Lo que sí es cierto es que ambas han terminado en ERE, con despidos masivos; una
de ellas está en concurso de acreedores y las dos son investigadas por sus
conexiones con empresas públicas relacionadas con redes de corrupción política.
«Algo tendrá que ver todo esto», barrunta Abel mientras toma el ascensor para
subir a la quinta planta. Necesitan urgentemente de su destreza y corpulencia
para reducir físicamente a un joven enajenado, un chico hospitalizado tras un
grave trauma craneal, que sufre una fuerte crisis de agitación y amenaza con
poner patas arriba la sala si no lo dejan salir de allí. ¿Qué oscuros temores
rondan su maltrecho cerebro? ¿Cómo ven esos espantados ojos los rostros del
personal, que trata inútilmente de calmarlo, si ni siquiera es capaz de
reconocer el de su madre, que lo acompaña día y noche? ¿Con qué sentido se
representan en su pensamiento las palabras que oye? ¿Hasta qué punto se ocultan,
bajo la delgada capa de la realidad convencional, los instintos más primitivos
del ser humano? ¿De dónde saca fuerzas y maldad un chaval bien educado, más
bien delgado, debilitado por la enfermedad y los sedantes, para golpear, patear,
arañar, morder, gritar, insultar y escupir, y hacerlo todo al mismo tiempo?

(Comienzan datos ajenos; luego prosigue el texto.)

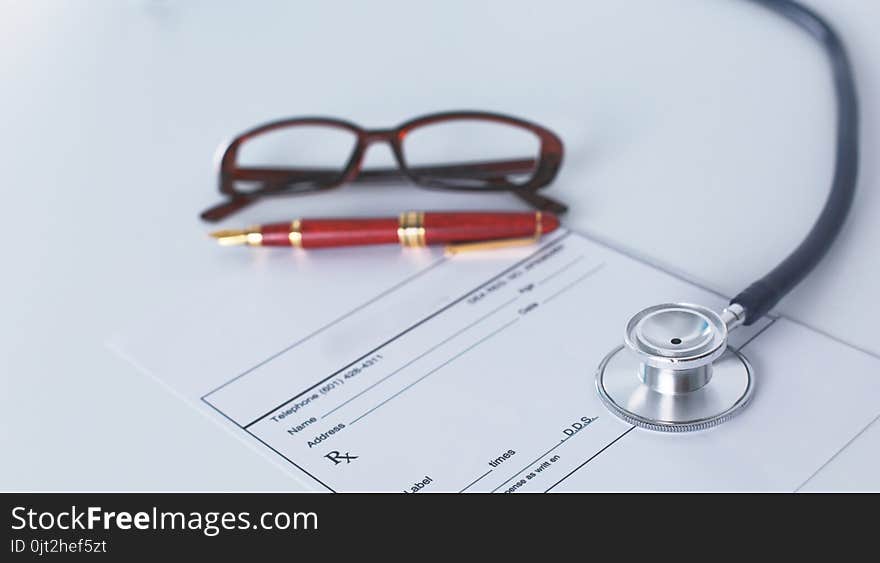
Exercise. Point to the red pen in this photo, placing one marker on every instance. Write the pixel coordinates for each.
(460, 231)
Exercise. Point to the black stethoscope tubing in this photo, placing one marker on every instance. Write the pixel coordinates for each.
(762, 295)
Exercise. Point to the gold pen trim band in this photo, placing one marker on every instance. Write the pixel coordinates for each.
(411, 228)
(295, 234)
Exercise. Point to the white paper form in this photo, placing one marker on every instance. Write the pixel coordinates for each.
(477, 375)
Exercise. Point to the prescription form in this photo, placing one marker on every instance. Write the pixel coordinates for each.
(476, 374)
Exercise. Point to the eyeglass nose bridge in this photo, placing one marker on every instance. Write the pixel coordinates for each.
(379, 136)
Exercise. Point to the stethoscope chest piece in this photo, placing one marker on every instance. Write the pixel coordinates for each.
(675, 372)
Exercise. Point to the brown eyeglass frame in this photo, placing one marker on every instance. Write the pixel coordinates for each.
(293, 181)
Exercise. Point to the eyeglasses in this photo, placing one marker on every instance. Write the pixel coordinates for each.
(466, 151)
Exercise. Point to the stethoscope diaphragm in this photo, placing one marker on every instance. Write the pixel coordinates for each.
(675, 372)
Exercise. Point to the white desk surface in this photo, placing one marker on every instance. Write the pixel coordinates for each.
(110, 113)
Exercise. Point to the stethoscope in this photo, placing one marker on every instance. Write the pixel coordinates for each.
(675, 371)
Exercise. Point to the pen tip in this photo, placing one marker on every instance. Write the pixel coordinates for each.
(230, 237)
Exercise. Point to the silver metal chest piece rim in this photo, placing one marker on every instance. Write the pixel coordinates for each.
(641, 406)
(675, 372)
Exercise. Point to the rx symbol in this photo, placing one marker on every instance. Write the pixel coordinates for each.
(338, 458)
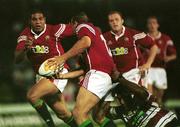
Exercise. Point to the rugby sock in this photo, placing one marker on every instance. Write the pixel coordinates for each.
(107, 123)
(41, 108)
(86, 123)
(71, 122)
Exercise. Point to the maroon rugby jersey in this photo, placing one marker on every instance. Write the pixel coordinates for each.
(165, 48)
(45, 45)
(97, 56)
(125, 48)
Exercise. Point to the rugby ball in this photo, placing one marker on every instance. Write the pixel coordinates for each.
(45, 70)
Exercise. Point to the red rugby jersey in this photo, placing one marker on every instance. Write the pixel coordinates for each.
(45, 45)
(97, 56)
(165, 48)
(125, 48)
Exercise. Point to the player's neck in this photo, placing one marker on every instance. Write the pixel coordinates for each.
(154, 34)
(119, 32)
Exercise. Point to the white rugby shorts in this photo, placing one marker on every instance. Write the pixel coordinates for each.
(98, 83)
(134, 76)
(157, 77)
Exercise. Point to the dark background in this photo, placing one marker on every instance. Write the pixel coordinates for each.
(14, 17)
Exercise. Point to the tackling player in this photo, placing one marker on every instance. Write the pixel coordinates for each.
(139, 110)
(40, 42)
(124, 43)
(157, 79)
(100, 66)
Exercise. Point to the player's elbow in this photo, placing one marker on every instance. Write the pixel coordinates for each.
(86, 41)
(154, 48)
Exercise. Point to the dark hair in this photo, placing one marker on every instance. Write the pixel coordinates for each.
(36, 10)
(80, 18)
(115, 12)
(152, 17)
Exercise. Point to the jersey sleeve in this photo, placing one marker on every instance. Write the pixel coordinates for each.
(144, 40)
(170, 47)
(21, 40)
(85, 30)
(63, 30)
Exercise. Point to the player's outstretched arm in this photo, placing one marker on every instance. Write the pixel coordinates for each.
(19, 56)
(78, 48)
(152, 55)
(69, 75)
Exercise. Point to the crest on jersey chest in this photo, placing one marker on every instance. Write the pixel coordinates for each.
(109, 42)
(126, 39)
(160, 42)
(47, 37)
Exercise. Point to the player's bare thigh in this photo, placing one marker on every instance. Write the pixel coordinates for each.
(84, 103)
(58, 105)
(100, 111)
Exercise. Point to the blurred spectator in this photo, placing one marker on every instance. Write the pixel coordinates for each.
(157, 78)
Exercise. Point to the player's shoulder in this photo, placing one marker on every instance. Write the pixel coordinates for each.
(165, 36)
(107, 34)
(26, 30)
(86, 26)
(132, 30)
(136, 34)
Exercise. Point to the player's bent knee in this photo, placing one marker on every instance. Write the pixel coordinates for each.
(31, 97)
(77, 112)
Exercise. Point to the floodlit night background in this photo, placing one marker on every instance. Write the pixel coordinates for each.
(16, 79)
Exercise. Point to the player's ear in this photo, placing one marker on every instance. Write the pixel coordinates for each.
(122, 21)
(45, 19)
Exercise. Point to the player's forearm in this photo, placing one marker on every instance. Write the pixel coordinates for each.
(152, 54)
(72, 74)
(170, 58)
(78, 48)
(19, 56)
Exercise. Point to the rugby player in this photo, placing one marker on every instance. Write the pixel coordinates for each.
(40, 42)
(157, 78)
(139, 110)
(99, 68)
(124, 43)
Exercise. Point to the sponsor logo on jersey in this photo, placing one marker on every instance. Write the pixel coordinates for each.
(40, 49)
(119, 51)
(47, 38)
(160, 42)
(126, 39)
(109, 42)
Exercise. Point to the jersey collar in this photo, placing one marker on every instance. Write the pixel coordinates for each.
(157, 37)
(118, 36)
(38, 35)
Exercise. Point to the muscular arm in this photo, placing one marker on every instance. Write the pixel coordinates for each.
(19, 56)
(152, 54)
(170, 58)
(78, 47)
(72, 74)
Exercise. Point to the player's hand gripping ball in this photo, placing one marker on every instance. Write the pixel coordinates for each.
(46, 70)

La
ciencia médica, esa presuntuosa señora, se sonroja de vergüenza cuando la única
respuesta que puede dar a tantas preguntas es la de reducir al enfermo entre
tres o cuatro, dormirlo farmacológicamente y atarlo mejor a la cama para que,
al menos esta noche, no se repita el espectáculo. Al verlo abatido, roncando y amarrado,
Grilo se plantea si lo que ahora yace en la cama es aún menos humano de
lo que era media hora antes.
―Gracias Abel ―la
enfermera toma aire tras el susto.
―Para eso estamos,
relájate. ¿Necesitas algo más?
―¡Espero que no!
―Pues me marcho, que abajo la noche tampoco luce
tranquila.
Y no se equivoca. A
la vuelta, hay varios pacientes pendientes de llevar a radiología: tres para
escáner y dos a ecografía. Uno de estos últimos se llama María Gaviria.